Exhausting and exhaustive, Captain Phillips is a process-oriented film of unrelenting tension.
Detailing the true story of how, in 2009, a band of Somali pirates managed to
board an American freighter in international waters off the coast of Africa and
ended up holding the ship’s captain hostage for four days, the film’s approach
finds the distance between us and them drawing small. The opening scenes are
all about world economics, with two groups of men setting sail with very
different, but ultimately convergent, goals. The freighter is loaded with cargo
while Captain Phillips (Tom Hanks) makes last minute checks, running down the
corporate checklist. In a village in Somalia, a band of pirates are spurred to
action by the local warlord, gathering boats and crew to go hunting for
vulnerable targets in the ocean beyond their shores. They’re all in it for the
money.
In the opening scene, the theme of global economic forces is
made all too clear as clunky thematic exposition is spoken between Phillips and
his wife (Catherine Keener). The world is changed, he says, wheels are moving,
forces beyond their control. By the time the captain of the pirates (Barkhad
Abdi) comes face to face with Phillips, he tells him their piracy is “only
business.” Late in the film, he explains his boss will expect money when they
return. “We’ve all got bosses,” Phillips replies. The film splits cleanly in
two, the opening an extended setup that brings the freighter and the pirates
into contact and crisis, leaving the second half dedicated to cutting between
the military rescue operation and the increasingly claustrophobic and desperate
events on board as a heist becomes a hostage situation.
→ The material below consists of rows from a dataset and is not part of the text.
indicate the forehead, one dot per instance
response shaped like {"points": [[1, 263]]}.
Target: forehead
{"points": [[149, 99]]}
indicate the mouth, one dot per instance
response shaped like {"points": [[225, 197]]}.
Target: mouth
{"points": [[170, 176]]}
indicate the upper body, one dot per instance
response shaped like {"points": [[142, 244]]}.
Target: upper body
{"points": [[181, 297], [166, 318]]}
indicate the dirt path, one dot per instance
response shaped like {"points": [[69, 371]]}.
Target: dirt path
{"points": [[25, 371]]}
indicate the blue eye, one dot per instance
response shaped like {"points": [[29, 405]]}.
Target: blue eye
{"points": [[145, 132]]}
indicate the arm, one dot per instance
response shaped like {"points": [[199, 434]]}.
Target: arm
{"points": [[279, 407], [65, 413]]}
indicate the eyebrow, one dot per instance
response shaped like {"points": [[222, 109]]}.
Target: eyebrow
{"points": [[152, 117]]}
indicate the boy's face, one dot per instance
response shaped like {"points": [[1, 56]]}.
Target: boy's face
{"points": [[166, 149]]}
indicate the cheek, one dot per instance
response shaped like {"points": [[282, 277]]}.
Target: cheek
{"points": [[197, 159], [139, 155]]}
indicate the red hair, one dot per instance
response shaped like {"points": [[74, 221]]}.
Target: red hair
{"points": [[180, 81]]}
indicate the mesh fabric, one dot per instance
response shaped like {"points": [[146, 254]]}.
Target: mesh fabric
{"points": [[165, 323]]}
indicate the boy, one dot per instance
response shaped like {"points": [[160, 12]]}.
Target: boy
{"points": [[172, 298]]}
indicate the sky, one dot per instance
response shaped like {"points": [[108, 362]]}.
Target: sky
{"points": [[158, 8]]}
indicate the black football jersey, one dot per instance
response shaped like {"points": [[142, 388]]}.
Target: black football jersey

It largely shifts
thematic gesturing to off-hand remarks, driving forward with ticking
reportorial momentum.
The film reflects its preoccupations with process and
business in its simplicity. A tense reenactment of a story that was all over
the news in recent memory, there’s a factual frisson to the way the film
unfolds. The screenplay by Billy Ray is, a clunky first scene aside, relatively
restricted to jargon, strategy, and jostling for power and advantage in an
increasingly difficult scenario for all involved. Though it could easily become
an overpowering triumphalist picture, with one of the most likeable movie stars
on the planet terrorized by third-world criminals and eventually rescued by the
firepower of the United States, there is a remarkably balanced approach that
finds the terror of the situation in how inescapable it becomes. Everyone is
simply doing the job they’ve been given, responding to variables according to
the best of their professional knowledge and abilities.
Hanks does strong, nuanced work here as a man with a
professional imperative to keep his cool to save his crew and cargo, as well as
an inner strength, his will to survive driving him to keep all parties from
becoming irreparably inflamed. He’s not a hero, merely a smart, capable man who
keeps a level head. The final stretch of the film, when he’s pushed past the
breaking point and enters a state of shock, is some of the rawest acting Hanks
has done in years. Abdi, as the leader of Phillips’s Somali captors, is clearly
orchestrating a criminal and inexcusable act, but his performance captures
shades of doubt and pride that prevent his characterization from becoming
abstract villainy. He’s a desperate man in desperate circumstances, finding it
hard to control a situation he thought would be easy ransom as it spirals out
of control and it becomes clearer that it’ll be hard to make it out. It’s
almost sad when, late in the film when it’s clear to all involved he and his
men will more likely be captured or killed than receive riches, he’s asked why
he continues to hold Captain Phillips hostage and replies that he’s come too
far to turn back.
Directed by Paul Greengrass, the film jitters with his
trademark shaky-cam verisimilitude. With exceptional action films The Bourne Supremacy and The Bourne Ultimatum, he helped set the
standard for chaos cinema, painting action as scrambling sequences of elaborate
franticness, pushing blockbuster cinema towards a standard of abstract
adrenaline that few filmmakers could match. Many would borrow the techniques,
but few could copy the effects. His you-are-there docu-thriller immediacy did
claustrophobic wonders for his dread-filled United
93, a real-life disaster picture that valorizes the passengers who died
diverting a hijacked airliner on September 11, 2001. In Captain Phillips, Greengrass brings a similar sense of weight and
tension, a sense of enclosure of space and situation, cinematographer Barry Ackroyd's widescreen framing refusing
to open up. Even wide shots of ships at sea feel trapped, the weight of the suspense
crushing down even there.
The film uses its sensations to simply recreate a recent
event and it’s admirable how even-handed it manages to be. Even better, how the
film refuses to give easy relief. The final minutes are extraordinary. The
saving gunshots come fast, leaving the scene bloody and resolutely resisting
celebration. Hanks’ final scene is not one of calm, but one of safety slowly
quaking its way into a body still shaking with unbelievable stress. Greengrass
leaves us with scenes much like those we’ve been watching the entire runtime,
professionals simply doing what must be done. Tension may be released from this
particular narrative, but the world goes on just as before.